Umlauf Sculpture Garden and Museum
Dedicated to the understanding and appreciation of American sculpture, the Umlauf Sculpture Garden and Museum features a number of works by 20th-century sculptor Charles Umlauf. Adding to the experience is the fact that many of the sculptures are in the tranquil surroundings and natural environment of the property's superb gardens, along with its waterfalls and ponds. Inside the museum is a permanent collection of the artist's work, along with details of his life and times, as well as personal artifacts and mementos. Temporary exhibits of works by other artists are regularly featured, as are music concerts and other events.

The French Legation
Originally built in 1841 for the chargé d'affaires who represented the government of France in the Republic of Texas (the short-lived country that existed prior to Texas becoming part of the US), the French Legation is one of the most important of Austin's older buildings. Fully restored with period furniture and décor, this historic building serves as a lovely backdrop to a variety of fun events and activities, including concerts and food events, lectures, potluck picnics, guided tours, and special themed events related to French culture. The site's two-and-a-half-acre park is also worth a visit.

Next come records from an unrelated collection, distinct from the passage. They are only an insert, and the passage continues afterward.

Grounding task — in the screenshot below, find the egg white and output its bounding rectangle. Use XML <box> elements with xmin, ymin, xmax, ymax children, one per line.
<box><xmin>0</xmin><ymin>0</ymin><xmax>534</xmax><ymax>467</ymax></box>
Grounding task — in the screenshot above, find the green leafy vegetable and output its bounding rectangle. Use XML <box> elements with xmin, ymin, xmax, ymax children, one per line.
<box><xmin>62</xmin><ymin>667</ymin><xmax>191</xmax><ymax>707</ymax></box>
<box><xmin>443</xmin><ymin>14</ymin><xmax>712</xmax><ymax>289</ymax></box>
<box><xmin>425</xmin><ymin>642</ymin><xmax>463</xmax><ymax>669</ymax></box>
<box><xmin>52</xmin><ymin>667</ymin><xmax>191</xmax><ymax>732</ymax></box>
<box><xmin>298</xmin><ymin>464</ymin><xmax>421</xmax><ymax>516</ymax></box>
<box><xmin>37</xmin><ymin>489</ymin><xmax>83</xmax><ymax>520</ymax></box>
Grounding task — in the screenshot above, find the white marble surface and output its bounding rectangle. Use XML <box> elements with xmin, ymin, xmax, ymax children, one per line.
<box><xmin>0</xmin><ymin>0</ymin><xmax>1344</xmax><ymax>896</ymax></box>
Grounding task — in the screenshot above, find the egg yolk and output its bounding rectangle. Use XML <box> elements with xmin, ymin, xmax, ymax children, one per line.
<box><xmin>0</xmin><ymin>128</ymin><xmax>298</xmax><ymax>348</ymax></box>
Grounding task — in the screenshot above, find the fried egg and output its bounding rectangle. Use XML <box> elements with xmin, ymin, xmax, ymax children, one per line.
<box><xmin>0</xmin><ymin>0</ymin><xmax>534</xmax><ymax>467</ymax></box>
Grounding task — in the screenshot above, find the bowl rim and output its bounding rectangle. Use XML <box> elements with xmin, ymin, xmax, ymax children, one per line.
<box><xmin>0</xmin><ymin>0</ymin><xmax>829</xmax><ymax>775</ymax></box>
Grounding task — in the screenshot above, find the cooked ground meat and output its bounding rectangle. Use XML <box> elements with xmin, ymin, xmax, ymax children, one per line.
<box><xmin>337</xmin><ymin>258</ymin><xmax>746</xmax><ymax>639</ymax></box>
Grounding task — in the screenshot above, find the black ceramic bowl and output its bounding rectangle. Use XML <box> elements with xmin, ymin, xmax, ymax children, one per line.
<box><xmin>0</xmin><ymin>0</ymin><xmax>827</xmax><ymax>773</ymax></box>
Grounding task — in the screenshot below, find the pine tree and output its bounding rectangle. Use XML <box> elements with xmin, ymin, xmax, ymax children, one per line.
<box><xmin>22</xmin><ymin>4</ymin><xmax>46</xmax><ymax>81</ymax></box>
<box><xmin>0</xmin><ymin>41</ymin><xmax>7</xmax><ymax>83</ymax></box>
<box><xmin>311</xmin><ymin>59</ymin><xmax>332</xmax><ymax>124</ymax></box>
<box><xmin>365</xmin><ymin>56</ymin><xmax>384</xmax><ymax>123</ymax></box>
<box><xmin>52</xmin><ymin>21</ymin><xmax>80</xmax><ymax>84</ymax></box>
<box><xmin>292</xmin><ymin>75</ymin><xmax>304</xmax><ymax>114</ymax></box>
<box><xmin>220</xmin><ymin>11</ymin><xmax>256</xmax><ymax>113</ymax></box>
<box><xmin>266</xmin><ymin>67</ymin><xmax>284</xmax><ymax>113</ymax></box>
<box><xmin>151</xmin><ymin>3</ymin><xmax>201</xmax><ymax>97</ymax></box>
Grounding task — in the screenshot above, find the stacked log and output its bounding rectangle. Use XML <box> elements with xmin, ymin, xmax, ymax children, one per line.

Almost as old is the Neill-Cochran House, built in Greek Revival style in 1853 and home to an impressive collection of furniture and documents dating from 1770 to 1900.

Mexic-Arte Museum
With a nod to one of the city's largest demographics, the Mexic-Arte Museum showcases traditional and contemporary Mexican, Latino, and Latin American art and culture. Founded in 1983, the museum features temporary visiting exhibits including photography, painting, and sculptures. Another art facility of note is the Jack S. Blanton Museum of Art in the University of Texas at Austin. In addition to a fine permanent collection of 17,000 pieces of European, American, and Latin American art, the museum hosts numerous temporary exhibits. Also of interest is The Contemporary Austin, a superb art establishment with two facilities highlighting contemporary art exhibits.

Elisabet Ney Museum
The Elisabet Ney Museum is worth visiting for its fine displays of works by 19th-century portrait sculptor Elizabeth Ney, along with personal items and other memorabilia. In her original studio named Formosa - believed to be the first purpose-built studio of its kind in Texas - the facility was preserved following her death in 1907. The building, which resembles an old English castle, is now listed on the National Register of Historic Places.